British Ambassador to Sudan
- In office 2011–2015
- Monarch: Elizabeth II
- Preceded by: Nicholas Kay
- Succeeded by: Michael Aron

Personal details
- Born: Peter Harris Tibber September 7, 1956 (age 70)
- Children: Joachim Tibber
- Alma mater: University College, Oxford

= Peter Tibber =

British diplomat

Peter Tibber (born 7 September 1956) is a British diplomat, who was the British ambassador to Sudan from 2011 to 2015 and the British ambassador to Colombia from 2015 to 2019.

== Early life ==
Peter Harris Tibber was born on 7 September 1956. He is the son of Anthony Harris Tibber, a circuit judge. He was educated at Haberdashers’ Aske’s School, a private school in Elstree, Hertfordshire.
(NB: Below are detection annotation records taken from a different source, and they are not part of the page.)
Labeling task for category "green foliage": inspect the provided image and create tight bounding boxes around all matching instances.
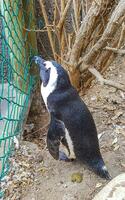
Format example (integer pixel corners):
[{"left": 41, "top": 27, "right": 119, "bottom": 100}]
[{"left": 0, "top": 0, "right": 36, "bottom": 195}]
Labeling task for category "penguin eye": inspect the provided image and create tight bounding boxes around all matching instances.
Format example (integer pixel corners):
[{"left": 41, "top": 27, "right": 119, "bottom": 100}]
[{"left": 46, "top": 67, "right": 51, "bottom": 72}]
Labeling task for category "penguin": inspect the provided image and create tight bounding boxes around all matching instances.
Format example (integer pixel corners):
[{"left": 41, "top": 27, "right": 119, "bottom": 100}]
[{"left": 32, "top": 56, "right": 111, "bottom": 179}]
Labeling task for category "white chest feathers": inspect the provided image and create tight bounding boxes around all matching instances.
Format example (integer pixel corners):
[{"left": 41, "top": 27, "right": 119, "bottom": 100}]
[{"left": 41, "top": 61, "right": 58, "bottom": 107}]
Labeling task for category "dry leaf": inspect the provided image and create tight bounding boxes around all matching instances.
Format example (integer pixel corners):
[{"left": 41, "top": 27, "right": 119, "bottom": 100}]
[
  {"left": 112, "top": 137, "right": 118, "bottom": 145},
  {"left": 95, "top": 183, "right": 102, "bottom": 188}
]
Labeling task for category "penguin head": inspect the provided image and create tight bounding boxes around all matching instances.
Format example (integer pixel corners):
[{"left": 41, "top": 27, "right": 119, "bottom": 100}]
[{"left": 32, "top": 56, "right": 71, "bottom": 89}]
Tibber attended University College, Oxford and graduated with a degree in history in 1976.

== Career ==
=== Ambassador to Sudan ===
Tibber was the British ambassador to Sudan from 2011 to 2015.

=== Ambassador to Colombia ===
Tibber was the British ambassador to Colombia from 2015 to 2019.

In the 2020 Birthday Honours, he was appointed a Companion of the Order of St Michael and St George for "services to British foreign policy".

== Personal life ==
Tibber married Eve Levy-Huet in 1983.